Veronica Farris, MBA
Chief Business Development and Marketing Officer
Race matters in the child welfare system. While poverty is the single most important predictor of placement in foster care, white children who are abused or neglected are twice as likely as children of African descent to receive services in their own homes. Child welfare for African American children often means shattering the bonds with their parents.
February celebrates Black History Month. It’s a time to reflect, pay tribute and honor generations of African Americans who made significant contributions to communities across the United States. The Library of Congress offers historical context for African American History Month and serves as a portal linking to a wealth of resources from the Smithsonian, National Park Service, National Archives and the Holocaust Memorial Museum.
But the month should serve as much more than a history lesson. This is a time to teach our children compassion and respect for all people, regardless of abilities, race, gender identity or socio-economic status. It’s a time to reinforce how we all can contribute to a better, kinder world, and how tolerance, justice and knowledge make our communities stronger and unified. Parent Rochaun Meadows Fernandez shares her experience about how to use this month as an opportunity to instill year-round confidence in children.
How to raise race-conscious children
There’s no question: talking about race can be sensitive, and yes, even a bit messy. And “choosing” whether to talk to your kids about race is an option many parents, specifically those of color, don’t have; some children may inevitably learn about it by confronting racism in their everyday lives.
This can make the conversation about race even trickier, as what is discussed can change depending on a variety of factors, such as a family’s make up, their socioeconomic class, or the community where they live.
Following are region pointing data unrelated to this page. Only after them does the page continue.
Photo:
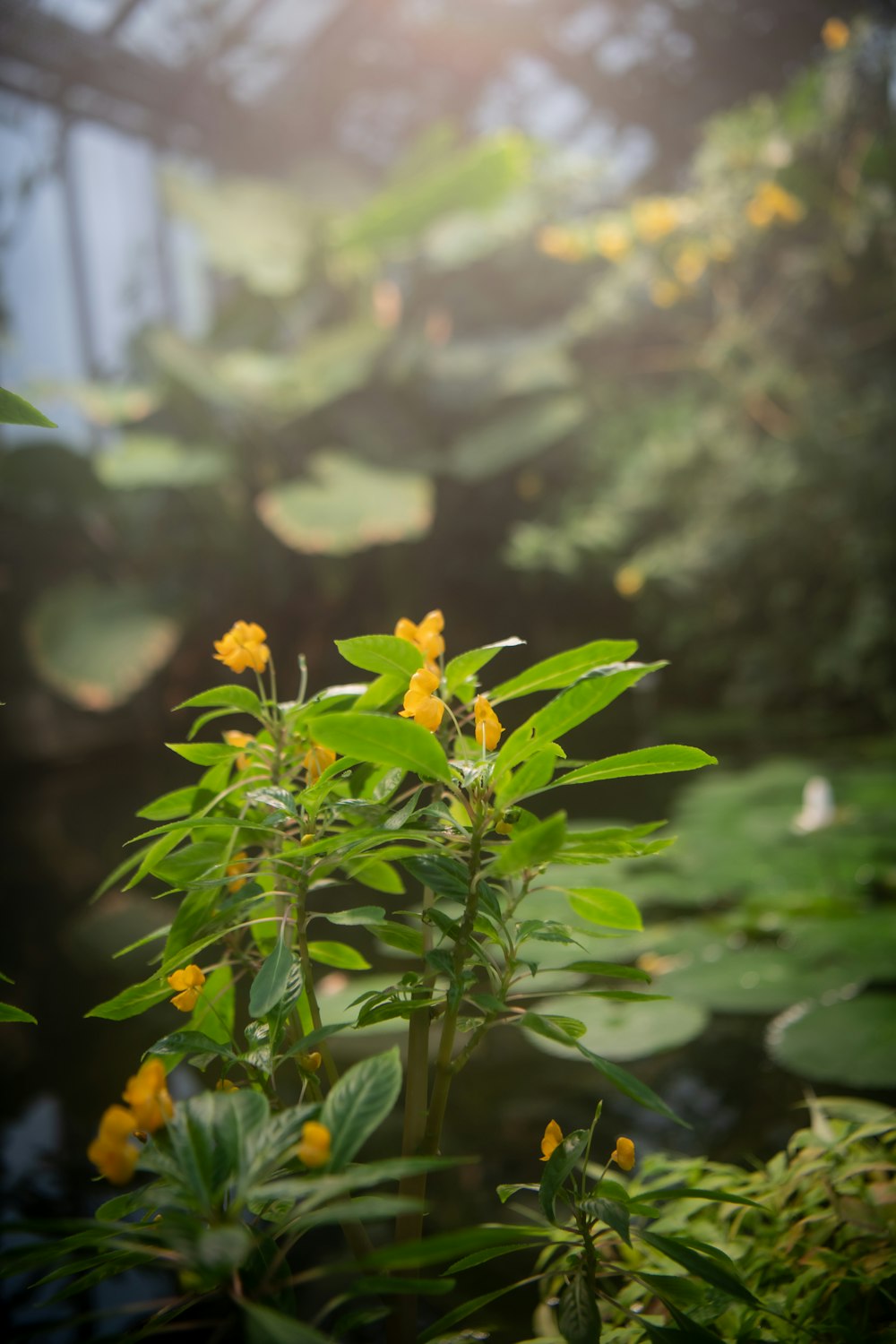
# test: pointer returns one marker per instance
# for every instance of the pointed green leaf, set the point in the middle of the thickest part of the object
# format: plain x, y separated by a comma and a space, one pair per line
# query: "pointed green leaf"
383, 741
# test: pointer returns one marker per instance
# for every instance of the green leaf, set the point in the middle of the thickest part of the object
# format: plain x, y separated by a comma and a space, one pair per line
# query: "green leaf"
359, 1102
560, 1164
383, 741
16, 410
382, 653
567, 710
99, 644
265, 1325
578, 1314
338, 954
600, 906
465, 666
271, 980
562, 669
702, 1263
646, 761
347, 507
228, 696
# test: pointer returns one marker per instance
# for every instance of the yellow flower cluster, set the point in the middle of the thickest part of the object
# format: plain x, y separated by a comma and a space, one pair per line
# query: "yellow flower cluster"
316, 761
487, 726
419, 702
771, 202
314, 1147
426, 636
244, 647
188, 983
115, 1150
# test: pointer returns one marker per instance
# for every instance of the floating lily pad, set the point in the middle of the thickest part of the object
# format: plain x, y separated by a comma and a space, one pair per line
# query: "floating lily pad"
99, 644
625, 1030
156, 461
347, 507
852, 1043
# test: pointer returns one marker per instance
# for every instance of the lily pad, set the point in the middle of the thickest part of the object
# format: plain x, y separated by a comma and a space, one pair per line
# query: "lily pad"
156, 461
850, 1043
625, 1030
347, 507
99, 644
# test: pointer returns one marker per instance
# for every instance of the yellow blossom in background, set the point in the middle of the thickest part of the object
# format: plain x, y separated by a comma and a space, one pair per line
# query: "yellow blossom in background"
665, 293
147, 1094
112, 1152
244, 647
654, 217
426, 636
771, 202
611, 239
836, 34
560, 244
487, 726
691, 263
419, 703
188, 981
237, 871
551, 1139
316, 760
624, 1155
627, 581
314, 1144
234, 738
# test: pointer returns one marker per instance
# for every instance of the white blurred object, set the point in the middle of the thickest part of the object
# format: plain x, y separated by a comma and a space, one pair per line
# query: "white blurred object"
818, 808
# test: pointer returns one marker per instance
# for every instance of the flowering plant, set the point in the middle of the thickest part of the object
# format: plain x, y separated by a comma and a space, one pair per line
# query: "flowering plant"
408, 777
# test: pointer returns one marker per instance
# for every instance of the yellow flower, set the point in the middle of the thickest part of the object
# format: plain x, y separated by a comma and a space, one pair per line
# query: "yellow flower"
426, 636
654, 217
624, 1155
112, 1152
836, 34
611, 239
188, 981
147, 1094
316, 761
234, 738
487, 726
244, 647
552, 1139
314, 1144
419, 702
665, 293
236, 871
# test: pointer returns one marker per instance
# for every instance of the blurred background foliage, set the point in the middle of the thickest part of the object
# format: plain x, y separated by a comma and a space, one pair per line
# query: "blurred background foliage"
487, 374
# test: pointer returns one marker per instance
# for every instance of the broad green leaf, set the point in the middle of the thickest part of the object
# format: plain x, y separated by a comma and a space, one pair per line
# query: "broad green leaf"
702, 1263
99, 644
16, 410
382, 653
271, 980
530, 847
359, 1104
567, 710
560, 1164
562, 669
602, 906
347, 507
338, 954
465, 666
228, 696
384, 741
646, 761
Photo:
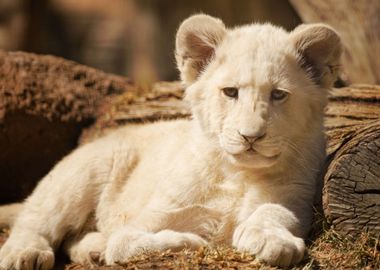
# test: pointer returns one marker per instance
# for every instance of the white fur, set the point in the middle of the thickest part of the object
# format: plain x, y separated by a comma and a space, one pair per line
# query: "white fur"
176, 184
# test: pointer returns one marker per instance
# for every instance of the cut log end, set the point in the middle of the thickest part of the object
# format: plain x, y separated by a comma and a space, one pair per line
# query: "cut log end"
352, 184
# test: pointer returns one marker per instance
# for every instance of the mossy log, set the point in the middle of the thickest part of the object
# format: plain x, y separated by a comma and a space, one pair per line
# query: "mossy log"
45, 102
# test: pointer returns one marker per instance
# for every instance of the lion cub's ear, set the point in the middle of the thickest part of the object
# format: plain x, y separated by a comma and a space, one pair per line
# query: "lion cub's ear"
196, 41
320, 49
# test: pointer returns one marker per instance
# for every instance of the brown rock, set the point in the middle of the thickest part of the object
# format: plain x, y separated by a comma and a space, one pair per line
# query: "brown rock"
45, 102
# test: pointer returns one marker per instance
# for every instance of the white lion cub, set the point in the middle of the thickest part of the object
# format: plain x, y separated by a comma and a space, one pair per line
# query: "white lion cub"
242, 172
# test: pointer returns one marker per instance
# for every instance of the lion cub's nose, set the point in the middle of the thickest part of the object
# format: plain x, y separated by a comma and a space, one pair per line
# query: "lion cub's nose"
251, 138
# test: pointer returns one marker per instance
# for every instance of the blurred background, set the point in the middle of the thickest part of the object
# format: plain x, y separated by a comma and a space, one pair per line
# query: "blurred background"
134, 38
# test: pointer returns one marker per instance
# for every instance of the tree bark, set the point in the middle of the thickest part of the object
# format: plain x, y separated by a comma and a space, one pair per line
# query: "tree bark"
45, 102
351, 194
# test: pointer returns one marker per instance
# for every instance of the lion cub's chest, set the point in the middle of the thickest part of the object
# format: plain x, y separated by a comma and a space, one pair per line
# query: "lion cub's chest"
212, 214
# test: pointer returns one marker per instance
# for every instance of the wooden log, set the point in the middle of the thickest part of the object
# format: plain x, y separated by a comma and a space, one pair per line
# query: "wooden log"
45, 102
358, 25
351, 195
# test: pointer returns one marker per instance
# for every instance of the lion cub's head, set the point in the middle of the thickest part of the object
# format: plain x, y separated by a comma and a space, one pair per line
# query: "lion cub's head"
258, 90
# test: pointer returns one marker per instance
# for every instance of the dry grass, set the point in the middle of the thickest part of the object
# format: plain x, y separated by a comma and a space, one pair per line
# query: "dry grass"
328, 250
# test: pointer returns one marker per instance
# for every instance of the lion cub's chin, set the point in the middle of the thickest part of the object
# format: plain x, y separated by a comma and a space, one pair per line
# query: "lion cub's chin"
252, 159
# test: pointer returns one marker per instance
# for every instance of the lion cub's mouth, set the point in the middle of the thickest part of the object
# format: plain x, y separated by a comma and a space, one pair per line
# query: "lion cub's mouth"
253, 158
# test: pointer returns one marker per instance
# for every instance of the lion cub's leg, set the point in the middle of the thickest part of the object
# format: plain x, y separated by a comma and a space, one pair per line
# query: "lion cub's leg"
127, 242
88, 250
60, 204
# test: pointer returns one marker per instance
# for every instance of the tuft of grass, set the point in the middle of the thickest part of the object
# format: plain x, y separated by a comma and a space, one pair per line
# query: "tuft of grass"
327, 249
334, 251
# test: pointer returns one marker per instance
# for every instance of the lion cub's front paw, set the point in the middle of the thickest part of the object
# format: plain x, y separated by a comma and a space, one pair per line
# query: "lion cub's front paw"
276, 246
26, 255
123, 245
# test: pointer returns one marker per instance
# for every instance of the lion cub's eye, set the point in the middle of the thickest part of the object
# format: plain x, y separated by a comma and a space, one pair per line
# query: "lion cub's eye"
278, 95
232, 92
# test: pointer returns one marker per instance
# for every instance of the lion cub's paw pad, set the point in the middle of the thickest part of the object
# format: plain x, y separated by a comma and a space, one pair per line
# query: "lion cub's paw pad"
26, 259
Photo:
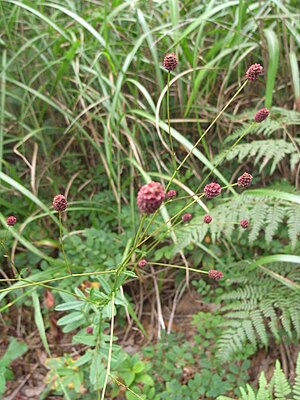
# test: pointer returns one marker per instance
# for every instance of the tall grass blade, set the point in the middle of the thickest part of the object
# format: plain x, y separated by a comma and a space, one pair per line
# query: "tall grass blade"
273, 50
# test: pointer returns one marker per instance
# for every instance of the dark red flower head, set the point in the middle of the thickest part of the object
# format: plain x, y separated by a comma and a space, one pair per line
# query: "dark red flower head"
244, 223
212, 190
150, 197
89, 330
171, 194
261, 115
143, 263
254, 71
59, 203
207, 219
244, 180
186, 217
215, 274
11, 220
170, 62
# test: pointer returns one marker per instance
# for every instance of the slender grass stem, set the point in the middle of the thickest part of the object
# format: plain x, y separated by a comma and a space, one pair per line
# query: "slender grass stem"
126, 387
179, 267
110, 345
62, 245
205, 132
225, 154
169, 123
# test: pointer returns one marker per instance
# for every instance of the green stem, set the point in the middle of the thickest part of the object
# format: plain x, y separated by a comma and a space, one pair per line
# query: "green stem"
205, 132
110, 345
180, 267
126, 387
225, 154
169, 123
58, 279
So, where should parents begin? A parent could begin by exposing their children to different cultures and ethnicities in informal ways such as visiting a cultural museum or watching a movie about another culture. Ultimately, parents should model relationships and interactions with people and cultures that are different from you and what you’ve known. We are all raised differently and getting to know people outside of your race or culture can bring about understanding, a new appreciation for similarities and remove stereotypes and perceived biases.
Teach children how our experiences make us different
Each of us has an identity that shapes how we see ourselves and others. Consider your family’s experience of simple life activities such as:
- Shopping without fear of being followed or harassed
- The assumption that an individual is law abiding until they show they are not. People of color, particularly African Americans and Latinos, are routinely assumed to be criminals or potential criminals until they show they are not
- Using personal faults or missteps to deny opportunities or compassion to people who share a racial identity.
Teach children to be critical thinkers, specifically about prejudice and discrimination. When we strive to understand issues through examining and questioning, children can begin to develop the ability to know when words and experiences are unfair or hurtful.
Teach children to lead with empathy
Life isn’t always going to run as smoothly as we hope. Differences arise. How we, as parents, react to those differences is important. Help your kids focus on what they have in common with others, as well as how each person’s unique qualities contribute to the greater whole. Remind your children that life would be less interesting if everyone looked and sounded the same. What if every person was good as the same thing? We wouldn’t have sports teams, clubs or music. While we all have some commonality, some differences are good, too. In order to create change in the world, we must first see and understand our place in it.
Here are some ways to help teach children these skills:
- Say “please” and “thank you” often. These small words tell children (and others): You are just as important as I am, and you deserve the same respect.
- If you can’t say something nice, don’t say anything at all. Teach children that sometimes the best option is just keeping quiet. It isn’t always necessary to give an opinion.
- Learn to listen. Encourage children to give their full attention to whoever is speaking. Let them see you making eye contact. Invite them to ask questions afterward rather than interrupt someone as they are speaking.
Be the change you want to see in your children
We are our children’s best examples. Take the time to nurture sensitivity, kindness, acceptance and empathy among your children and families. At SAFY, we work to strengthen families and communities through therapeutic foster care, behavioral health, adoption, family preservation and older youth services. Together, we help families have hope, heal and thrive.